Jeudi 16 octobre à 18h
Les espagnoles
9 - 23 octobre 2008
Du 9 au 23 octobre 2008, Lettres du monde 2008 / Les espagnoles invite à découvrir l’Espagne par la diversité et la richesse de sa littérature. Rencontres d’auteurs, de traducteurs, d’illustrateurs, lectures, lectures et musiques, lectures et films, près de 60 moments proposés pour les petits et les grands lecteurs, à l’occasion de Lire en fête, dans des bibliothèques et des librairies, mais aussi des cinémas, des centres culturels, des écoles ou à l’université, à Bordeaux et dans d’autres villes de la Gironde et de l’Aquitaine.
Dans le cadre de Lettres du monde 2008 Les espagnoles
Rencontre
José Carlos Llop,
romancier de la mémoire
Rencontre animée par Olivier Mony, journaliste et écrivain.
Traduction par Andrès Imbernon.
Comme Proust et Modiano, deux figures admirées, José Carlos Llop, poète de Majorque, cherche avant tout à créer un univers et des atmosphères qui parlent d’un monde qui fut, suggèrent le poids du passé et la perte de l’innocence. La famille – dont il dit qu’elle est le vrai roman de l’individu, les souvenirs de l’enfance, de l’adolescence et de la jeunesse, sont les domaines privilégiés d’un écrivain qui dans chacun de ses romans tente de réveiller les fantômes de l’histoire et déchiffrer le silence des générations qui l’ont précédé.
Pour son roman Le Rapport Stein (2008), il reçoit, avec son traducteur Edmond Raillard, dans le cadre de Lettres du monde 2008, le prix Écureuil de littérature étrangère 2008.

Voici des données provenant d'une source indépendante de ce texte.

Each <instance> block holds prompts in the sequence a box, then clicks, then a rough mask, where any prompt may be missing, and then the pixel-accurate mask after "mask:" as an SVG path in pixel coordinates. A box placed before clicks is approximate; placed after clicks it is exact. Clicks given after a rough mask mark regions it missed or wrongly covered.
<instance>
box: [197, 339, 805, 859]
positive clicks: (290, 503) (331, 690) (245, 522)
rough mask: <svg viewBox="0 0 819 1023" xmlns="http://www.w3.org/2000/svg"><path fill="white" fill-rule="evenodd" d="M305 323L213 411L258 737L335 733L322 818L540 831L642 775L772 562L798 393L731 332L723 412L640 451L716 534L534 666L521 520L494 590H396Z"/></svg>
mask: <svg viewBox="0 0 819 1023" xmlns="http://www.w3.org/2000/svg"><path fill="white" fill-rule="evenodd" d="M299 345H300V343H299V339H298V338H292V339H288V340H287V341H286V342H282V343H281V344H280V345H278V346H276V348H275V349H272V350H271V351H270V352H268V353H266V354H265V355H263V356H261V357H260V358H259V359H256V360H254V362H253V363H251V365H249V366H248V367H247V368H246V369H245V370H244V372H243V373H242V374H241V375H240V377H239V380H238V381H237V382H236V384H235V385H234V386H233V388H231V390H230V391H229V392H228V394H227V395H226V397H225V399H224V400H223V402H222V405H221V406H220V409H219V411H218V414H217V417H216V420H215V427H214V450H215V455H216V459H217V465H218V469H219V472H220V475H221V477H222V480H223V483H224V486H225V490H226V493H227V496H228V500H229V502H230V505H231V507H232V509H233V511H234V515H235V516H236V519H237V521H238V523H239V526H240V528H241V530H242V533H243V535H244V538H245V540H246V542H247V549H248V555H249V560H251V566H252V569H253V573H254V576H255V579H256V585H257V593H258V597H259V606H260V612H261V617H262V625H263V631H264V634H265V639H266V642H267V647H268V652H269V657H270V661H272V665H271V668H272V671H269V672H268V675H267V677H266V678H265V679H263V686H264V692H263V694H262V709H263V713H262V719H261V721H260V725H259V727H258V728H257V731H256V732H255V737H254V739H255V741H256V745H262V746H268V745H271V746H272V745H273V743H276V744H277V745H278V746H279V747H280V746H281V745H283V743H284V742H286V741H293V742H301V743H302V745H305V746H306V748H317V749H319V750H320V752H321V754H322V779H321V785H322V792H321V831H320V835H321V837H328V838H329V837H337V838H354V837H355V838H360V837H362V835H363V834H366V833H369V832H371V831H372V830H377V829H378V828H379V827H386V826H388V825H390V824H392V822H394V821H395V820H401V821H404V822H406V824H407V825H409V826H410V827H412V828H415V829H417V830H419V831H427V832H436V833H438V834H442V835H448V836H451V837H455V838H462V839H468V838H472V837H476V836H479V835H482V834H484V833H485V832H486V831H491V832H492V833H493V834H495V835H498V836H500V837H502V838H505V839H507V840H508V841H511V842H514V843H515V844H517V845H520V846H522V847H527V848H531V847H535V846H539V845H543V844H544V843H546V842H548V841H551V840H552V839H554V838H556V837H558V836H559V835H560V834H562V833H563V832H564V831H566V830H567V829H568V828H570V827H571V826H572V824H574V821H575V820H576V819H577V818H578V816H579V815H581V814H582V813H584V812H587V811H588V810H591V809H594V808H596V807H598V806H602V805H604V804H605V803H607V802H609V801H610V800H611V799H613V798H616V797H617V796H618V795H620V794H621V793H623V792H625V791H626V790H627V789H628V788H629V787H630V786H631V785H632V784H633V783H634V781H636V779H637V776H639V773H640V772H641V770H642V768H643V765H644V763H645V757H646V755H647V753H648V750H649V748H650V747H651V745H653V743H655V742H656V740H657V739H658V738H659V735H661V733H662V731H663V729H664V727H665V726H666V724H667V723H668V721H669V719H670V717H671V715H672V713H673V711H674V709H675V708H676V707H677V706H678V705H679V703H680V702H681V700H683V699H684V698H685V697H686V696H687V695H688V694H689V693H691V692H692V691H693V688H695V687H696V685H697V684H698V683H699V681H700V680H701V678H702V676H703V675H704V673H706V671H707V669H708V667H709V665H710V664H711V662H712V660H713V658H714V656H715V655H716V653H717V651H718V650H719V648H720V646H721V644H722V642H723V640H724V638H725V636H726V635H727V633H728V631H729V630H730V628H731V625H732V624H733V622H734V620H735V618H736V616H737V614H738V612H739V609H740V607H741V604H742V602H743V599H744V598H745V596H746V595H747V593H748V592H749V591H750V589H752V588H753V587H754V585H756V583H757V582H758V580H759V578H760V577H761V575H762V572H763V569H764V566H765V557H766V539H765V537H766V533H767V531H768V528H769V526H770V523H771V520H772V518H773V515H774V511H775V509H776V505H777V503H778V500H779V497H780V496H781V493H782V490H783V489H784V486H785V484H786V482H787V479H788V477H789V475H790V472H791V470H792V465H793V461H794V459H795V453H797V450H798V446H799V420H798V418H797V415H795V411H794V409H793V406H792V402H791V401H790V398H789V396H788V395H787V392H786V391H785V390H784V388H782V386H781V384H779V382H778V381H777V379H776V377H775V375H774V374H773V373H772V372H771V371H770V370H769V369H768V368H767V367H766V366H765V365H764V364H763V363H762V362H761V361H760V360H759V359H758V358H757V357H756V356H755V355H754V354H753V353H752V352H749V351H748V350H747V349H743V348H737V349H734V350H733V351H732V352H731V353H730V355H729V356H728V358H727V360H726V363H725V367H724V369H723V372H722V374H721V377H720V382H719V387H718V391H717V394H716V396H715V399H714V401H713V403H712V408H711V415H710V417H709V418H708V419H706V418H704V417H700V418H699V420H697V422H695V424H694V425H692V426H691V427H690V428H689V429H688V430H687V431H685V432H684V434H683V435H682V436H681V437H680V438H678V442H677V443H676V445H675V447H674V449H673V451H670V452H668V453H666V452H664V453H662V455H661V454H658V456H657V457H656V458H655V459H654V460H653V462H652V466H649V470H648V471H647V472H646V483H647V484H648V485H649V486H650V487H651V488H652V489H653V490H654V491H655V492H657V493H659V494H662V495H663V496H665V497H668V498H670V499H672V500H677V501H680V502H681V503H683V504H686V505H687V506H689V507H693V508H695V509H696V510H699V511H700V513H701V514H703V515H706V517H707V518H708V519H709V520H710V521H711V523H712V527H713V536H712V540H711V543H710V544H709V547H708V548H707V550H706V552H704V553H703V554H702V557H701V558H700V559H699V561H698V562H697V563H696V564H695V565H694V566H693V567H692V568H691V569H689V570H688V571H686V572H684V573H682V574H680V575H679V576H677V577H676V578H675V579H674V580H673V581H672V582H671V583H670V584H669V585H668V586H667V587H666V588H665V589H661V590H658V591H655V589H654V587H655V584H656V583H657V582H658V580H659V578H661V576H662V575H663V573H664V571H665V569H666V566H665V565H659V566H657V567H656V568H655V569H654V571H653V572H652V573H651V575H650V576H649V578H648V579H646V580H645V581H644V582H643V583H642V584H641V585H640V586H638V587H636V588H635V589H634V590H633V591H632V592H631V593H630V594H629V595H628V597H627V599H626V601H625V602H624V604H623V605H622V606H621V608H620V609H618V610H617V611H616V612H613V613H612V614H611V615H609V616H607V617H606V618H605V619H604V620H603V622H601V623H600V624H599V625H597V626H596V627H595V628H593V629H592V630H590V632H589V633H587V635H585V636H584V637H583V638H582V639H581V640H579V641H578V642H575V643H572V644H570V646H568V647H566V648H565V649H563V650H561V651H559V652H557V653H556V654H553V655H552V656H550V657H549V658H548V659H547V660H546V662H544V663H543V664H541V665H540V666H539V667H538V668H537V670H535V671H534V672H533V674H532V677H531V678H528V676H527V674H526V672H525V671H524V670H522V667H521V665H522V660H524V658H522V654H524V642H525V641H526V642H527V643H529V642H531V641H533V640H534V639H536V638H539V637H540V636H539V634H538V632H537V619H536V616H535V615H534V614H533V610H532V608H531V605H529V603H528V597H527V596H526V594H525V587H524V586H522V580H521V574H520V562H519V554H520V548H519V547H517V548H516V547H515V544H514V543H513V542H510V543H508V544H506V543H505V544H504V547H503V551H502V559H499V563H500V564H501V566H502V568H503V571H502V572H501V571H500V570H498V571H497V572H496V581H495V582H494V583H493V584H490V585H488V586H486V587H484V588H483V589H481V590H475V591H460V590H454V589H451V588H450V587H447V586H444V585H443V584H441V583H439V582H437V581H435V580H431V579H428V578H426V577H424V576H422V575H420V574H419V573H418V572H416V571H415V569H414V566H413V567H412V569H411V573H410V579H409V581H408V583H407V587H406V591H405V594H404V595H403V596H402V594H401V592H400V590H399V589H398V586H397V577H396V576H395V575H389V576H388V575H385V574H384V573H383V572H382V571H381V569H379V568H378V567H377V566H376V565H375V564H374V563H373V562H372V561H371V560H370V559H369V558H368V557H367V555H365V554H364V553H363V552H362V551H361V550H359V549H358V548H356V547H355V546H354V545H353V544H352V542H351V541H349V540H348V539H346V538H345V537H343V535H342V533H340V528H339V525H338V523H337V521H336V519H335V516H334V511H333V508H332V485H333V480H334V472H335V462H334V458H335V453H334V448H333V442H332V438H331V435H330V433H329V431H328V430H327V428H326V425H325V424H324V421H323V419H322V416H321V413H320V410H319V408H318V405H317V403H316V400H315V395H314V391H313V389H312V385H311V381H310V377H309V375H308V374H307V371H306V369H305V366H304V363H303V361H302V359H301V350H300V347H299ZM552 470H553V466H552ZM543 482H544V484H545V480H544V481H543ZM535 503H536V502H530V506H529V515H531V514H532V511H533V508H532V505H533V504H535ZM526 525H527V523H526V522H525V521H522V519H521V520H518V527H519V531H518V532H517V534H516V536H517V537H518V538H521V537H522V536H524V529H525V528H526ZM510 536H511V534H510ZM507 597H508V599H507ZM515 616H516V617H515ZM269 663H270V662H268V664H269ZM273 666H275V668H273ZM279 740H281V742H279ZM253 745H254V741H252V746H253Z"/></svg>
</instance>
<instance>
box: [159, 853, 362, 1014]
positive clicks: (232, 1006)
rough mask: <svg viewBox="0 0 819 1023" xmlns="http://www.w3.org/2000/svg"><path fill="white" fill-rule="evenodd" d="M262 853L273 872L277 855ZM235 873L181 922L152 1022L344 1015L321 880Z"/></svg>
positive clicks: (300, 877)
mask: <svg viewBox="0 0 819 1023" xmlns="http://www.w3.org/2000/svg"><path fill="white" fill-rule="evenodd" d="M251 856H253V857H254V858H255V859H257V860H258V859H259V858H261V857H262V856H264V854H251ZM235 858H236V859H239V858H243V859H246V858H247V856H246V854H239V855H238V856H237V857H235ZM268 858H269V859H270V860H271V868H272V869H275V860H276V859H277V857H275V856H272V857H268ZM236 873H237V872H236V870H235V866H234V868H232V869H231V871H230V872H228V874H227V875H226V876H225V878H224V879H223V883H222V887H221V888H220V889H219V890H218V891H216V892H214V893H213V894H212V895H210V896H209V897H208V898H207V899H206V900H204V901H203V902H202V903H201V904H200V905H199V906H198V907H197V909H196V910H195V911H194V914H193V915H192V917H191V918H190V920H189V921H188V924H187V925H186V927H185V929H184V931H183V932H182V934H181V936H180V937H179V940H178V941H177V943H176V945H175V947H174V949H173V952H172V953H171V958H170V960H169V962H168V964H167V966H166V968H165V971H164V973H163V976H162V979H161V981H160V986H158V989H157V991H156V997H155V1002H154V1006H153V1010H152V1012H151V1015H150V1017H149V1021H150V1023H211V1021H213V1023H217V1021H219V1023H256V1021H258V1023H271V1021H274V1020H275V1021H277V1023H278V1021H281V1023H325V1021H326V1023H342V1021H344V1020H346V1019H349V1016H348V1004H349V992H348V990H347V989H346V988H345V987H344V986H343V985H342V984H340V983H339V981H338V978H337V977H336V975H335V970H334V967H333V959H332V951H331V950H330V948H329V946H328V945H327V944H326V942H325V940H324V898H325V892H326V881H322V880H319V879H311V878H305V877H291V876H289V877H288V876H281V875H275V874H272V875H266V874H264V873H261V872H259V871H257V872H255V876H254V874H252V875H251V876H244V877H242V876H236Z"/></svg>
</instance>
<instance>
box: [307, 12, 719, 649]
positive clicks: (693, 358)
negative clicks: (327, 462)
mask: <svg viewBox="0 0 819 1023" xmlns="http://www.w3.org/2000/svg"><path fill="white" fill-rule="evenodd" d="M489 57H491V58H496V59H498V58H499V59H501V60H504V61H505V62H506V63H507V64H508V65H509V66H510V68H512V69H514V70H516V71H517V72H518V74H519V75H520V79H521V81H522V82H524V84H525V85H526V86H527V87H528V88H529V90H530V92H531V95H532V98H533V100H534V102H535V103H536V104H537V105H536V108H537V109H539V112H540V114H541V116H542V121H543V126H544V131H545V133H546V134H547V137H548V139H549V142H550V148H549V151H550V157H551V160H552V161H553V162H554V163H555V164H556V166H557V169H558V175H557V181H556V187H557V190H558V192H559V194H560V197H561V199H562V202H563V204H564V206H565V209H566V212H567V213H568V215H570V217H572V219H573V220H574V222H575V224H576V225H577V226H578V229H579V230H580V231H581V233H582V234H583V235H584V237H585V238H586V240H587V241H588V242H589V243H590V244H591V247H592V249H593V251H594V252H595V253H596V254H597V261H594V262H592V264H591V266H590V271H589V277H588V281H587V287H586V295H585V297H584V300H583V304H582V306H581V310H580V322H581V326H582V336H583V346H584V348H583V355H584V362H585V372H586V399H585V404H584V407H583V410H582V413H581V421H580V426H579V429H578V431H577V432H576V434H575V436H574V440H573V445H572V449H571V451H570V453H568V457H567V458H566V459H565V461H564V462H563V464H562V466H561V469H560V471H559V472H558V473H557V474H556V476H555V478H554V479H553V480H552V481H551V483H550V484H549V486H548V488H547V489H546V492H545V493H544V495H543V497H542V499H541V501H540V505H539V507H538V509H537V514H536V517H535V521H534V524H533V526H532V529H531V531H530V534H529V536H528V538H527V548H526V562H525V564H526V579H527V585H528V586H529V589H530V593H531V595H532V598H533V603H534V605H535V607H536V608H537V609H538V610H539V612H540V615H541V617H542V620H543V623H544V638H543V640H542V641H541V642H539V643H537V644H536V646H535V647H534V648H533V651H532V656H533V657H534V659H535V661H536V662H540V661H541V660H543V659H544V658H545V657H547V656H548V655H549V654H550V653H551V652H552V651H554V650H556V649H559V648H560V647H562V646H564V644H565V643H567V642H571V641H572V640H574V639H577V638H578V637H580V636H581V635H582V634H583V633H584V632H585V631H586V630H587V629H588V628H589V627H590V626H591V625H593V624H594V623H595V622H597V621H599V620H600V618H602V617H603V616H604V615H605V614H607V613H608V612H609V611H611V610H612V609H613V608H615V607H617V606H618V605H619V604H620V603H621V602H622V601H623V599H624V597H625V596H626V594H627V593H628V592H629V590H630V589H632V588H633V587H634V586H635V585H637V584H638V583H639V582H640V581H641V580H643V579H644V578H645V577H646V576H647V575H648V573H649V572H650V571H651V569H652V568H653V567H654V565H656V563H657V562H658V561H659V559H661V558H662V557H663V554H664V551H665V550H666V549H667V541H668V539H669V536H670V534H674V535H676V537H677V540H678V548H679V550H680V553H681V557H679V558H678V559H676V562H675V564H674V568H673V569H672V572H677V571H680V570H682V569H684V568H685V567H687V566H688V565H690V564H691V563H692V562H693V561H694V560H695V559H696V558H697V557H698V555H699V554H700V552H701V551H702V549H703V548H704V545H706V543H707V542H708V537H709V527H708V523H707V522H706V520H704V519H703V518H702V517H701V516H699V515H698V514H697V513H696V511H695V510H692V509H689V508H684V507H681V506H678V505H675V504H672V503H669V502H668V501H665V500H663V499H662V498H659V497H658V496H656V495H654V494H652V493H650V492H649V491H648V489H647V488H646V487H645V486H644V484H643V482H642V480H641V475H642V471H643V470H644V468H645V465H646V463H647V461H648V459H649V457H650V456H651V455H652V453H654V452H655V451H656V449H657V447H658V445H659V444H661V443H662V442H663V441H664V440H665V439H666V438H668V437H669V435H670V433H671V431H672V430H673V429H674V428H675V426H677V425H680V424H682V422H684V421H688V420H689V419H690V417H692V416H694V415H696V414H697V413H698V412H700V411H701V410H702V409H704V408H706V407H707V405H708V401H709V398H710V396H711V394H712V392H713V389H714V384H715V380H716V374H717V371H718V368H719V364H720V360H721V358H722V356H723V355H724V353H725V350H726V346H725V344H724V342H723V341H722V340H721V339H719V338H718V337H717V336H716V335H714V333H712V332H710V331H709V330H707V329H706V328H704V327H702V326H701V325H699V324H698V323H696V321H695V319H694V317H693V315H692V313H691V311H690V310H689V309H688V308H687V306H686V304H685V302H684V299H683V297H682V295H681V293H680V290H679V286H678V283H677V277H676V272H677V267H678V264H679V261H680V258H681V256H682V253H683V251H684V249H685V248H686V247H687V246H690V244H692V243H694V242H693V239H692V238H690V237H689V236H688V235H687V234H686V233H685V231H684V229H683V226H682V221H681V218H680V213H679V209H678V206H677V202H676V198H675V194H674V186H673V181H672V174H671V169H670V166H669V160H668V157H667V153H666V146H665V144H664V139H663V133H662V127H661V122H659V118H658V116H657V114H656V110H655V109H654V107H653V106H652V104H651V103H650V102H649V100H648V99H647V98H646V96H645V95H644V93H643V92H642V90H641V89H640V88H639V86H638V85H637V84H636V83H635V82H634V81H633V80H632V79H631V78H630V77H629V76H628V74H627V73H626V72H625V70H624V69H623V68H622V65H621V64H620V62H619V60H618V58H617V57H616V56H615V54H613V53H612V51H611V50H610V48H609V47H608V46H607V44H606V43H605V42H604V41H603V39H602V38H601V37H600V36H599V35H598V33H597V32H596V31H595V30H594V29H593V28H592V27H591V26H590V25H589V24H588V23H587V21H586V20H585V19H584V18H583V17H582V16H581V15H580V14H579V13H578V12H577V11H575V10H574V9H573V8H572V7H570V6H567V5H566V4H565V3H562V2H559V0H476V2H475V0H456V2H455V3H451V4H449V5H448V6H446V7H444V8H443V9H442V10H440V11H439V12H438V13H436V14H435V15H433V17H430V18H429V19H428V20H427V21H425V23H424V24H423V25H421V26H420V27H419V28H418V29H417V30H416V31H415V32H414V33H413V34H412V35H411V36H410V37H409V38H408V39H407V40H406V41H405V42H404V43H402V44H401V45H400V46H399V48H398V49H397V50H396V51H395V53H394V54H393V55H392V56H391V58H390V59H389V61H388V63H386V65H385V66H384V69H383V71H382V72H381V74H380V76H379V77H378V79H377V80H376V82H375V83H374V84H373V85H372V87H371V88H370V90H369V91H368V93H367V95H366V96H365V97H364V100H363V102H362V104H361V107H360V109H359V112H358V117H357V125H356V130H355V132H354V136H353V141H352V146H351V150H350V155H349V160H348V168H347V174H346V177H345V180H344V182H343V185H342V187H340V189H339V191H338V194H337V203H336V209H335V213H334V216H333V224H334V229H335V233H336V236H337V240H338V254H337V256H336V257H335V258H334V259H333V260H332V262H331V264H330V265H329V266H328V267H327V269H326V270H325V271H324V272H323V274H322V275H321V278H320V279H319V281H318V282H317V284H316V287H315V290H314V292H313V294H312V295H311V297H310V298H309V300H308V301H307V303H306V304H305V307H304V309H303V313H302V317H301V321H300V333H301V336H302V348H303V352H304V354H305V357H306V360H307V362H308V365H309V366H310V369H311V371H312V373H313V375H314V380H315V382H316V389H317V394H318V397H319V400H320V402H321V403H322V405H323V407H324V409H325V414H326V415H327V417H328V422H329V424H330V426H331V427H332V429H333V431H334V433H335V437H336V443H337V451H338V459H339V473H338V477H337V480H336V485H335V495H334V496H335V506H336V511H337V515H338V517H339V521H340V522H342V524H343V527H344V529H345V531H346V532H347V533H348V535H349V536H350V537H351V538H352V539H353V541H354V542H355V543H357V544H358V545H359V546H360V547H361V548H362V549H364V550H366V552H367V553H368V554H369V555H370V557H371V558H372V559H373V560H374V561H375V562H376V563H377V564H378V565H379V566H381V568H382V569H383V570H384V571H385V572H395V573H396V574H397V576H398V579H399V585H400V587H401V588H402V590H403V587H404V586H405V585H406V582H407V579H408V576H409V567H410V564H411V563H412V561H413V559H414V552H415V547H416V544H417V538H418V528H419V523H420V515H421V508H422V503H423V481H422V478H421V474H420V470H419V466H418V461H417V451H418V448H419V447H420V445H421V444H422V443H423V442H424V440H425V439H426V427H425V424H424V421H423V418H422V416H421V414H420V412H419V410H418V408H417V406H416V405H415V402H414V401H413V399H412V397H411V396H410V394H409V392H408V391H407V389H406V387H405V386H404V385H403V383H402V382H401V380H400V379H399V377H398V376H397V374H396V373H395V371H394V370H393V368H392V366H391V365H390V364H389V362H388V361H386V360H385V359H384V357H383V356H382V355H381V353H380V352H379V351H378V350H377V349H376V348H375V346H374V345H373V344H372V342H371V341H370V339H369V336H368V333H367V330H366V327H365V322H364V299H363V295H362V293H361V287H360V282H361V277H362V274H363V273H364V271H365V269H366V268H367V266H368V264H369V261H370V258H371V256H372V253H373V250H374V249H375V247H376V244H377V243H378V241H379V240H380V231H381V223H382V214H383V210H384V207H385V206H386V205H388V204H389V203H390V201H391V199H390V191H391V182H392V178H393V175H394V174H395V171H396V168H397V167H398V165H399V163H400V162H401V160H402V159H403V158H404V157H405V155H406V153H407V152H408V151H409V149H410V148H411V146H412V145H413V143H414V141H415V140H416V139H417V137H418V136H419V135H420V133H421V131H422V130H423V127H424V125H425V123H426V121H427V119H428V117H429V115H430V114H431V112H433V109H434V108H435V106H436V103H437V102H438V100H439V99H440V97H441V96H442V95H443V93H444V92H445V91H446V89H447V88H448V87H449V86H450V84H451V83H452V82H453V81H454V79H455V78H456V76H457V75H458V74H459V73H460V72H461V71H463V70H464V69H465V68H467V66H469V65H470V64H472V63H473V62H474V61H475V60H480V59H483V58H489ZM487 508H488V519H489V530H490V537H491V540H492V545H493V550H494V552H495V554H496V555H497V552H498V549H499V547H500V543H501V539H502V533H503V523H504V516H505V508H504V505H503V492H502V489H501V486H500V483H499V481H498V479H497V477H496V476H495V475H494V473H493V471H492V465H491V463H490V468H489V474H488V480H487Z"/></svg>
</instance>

À lire, traduits par Edmond Raillard et publiés aux éditions Jacqueline Chambon : Parle-moi du troisième homme (2005), Le Messager d’Alger (2006) et Le Rapport Stein (2008),
José Carlos Llop
José Carlos Llop est né en 1956 à Palma de Majorque. Il a reçu le prix des Meilleures nouvelles publiées en Espagne en 1999 et a fait paraître six recueils de poésie, un Journal et plusieurs romans, dont deux ont été publiés par nos éditions : Parle-moi du troisième homme, en 2005, et Le Messager d’Alger en 2006. Les deux ont reçu un accueil enthousiaste de la critique française.
Le rapport Stein
Ed. Jacqueline Chambon . 13,80 euros
Un passé lourd de menaces qui assombrit le présent et bouche l’avenir donne aux romans de Llop un ton inimitable. Le monde extérieur y est aussi opaque que les consciences et l’ombre de la guerre civile disqualifie d’avance l’innocence, fût-elle enfantine. Nous sommes en Espagne, à la fin des années 1960, dans une ville portuaire de province. Le héros, un adolescent trop sensible, se sent prisonnier d’un monde où les adultes paraissent condamnés à la culpabilité, à l’extravagance et au déclassement. Chez ses grands-parents, où il vit, l’atmosphère est aussi étouffante qu’est délétère celle du collège de jésuites qu’il fréquente. Jusqu’au jour où apparaît Stein, un nouvel élève dont la liberté d’allure et la désinvolture font souffler sur la classe un merveilleux vent de modernité et d’esprit d’aventure.
La critique espagnole a comparé Le Rapport Stein au Grand Meaulnes et aux Désarrois de l’élève Törless.